TORONTO -- Darryl Gebien has been given a second chance.
"I'm not the same person I was five years ago, that was the depths of the addiction. I've come a long way," he says.
Gebien had it all - a wife, three kids and a job as a physician in the emergency room at Royal Victoria Regional Health Centre (RVH) in Barrie.
But it all came crashing down when he became addicted to opioids.
He was eventually caught forging medical prescriptions to feed his addiction.
Gebien was arrested in 2015 and pleaded guilty in 2016 to forging prescriptions and drug trafficking.
In April 2017, the disgraced doctor was sentenced to two years behind bars.
He served eight months at a medium-security federal prison in Kingston, and has been working on piecing his life back together ever since.
A nurse and two other workers at RVH lost their jobs because of his actions, and the 49-year-old says two of the three have now forgiven him.
And this week, the former ER doc received word the College of Physicians and Surgeons has agreed to let him practise medicine again, something he wasn't sure would ever happen.
Gebien will be required to pay the $20,000 cost of the two-day hearing with the college and will have to abide by certain conditions once he is back practicing medicine.
He isn't allowed to prescribe any narcotics until further notice, and he must enroll in a program that will test him to make sure he isn't using any drugs of any kind.

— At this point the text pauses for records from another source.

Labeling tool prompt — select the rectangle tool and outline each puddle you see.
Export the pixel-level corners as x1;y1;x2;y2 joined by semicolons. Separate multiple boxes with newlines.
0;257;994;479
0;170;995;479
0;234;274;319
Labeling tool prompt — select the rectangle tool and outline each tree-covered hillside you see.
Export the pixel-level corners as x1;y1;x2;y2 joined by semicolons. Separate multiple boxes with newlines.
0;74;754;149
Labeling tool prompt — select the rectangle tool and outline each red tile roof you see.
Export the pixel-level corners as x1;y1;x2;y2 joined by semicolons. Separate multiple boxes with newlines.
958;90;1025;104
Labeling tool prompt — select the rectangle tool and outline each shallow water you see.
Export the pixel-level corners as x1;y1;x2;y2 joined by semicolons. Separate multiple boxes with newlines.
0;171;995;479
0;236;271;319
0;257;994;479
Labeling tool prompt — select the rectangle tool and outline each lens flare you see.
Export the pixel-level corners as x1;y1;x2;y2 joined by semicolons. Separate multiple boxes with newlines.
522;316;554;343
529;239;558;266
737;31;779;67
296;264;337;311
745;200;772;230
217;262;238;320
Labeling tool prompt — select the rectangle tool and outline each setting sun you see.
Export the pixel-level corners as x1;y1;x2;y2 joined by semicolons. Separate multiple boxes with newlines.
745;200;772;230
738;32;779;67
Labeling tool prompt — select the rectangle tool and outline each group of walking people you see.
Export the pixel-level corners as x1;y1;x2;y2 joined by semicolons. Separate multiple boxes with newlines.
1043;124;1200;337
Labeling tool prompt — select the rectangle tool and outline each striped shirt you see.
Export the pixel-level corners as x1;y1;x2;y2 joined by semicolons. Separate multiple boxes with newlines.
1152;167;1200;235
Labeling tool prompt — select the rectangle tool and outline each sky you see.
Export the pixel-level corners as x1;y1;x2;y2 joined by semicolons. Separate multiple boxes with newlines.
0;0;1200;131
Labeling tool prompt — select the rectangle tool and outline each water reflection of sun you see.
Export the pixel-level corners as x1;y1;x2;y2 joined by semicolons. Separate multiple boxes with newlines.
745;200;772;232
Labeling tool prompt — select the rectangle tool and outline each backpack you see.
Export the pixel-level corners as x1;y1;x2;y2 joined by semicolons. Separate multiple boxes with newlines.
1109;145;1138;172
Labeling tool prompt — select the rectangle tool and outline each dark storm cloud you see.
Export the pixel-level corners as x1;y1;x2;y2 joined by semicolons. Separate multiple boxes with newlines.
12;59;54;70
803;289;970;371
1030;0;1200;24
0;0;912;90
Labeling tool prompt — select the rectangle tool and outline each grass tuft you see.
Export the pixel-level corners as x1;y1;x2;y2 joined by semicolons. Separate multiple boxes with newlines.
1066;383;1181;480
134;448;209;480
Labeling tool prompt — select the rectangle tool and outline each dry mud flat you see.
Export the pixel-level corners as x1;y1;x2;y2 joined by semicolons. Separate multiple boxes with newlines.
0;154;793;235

"The College of Physicians, I think, is setting an example for other regulatory bodies and colleges to treat addiction as a mental illness and not just as a decision as a moral failure," Gebien says.
He says he's hoping to show anyone with an addiction, and more importantly, his children, that people can make mistakes and rebound in a positive way.
"Just to see somebody who's fallen, getting themselves up, dust themselves off, and get back no matter how painful, how embarrassing it was, how shameful it was... we all struggle at one time."
"For my kids, as well, they need to see that daddy made a mistake. He made some bad decisions, but he's doing his best to return."
Gebien will be able to practice medicine after his licence suspension ends in 14-months.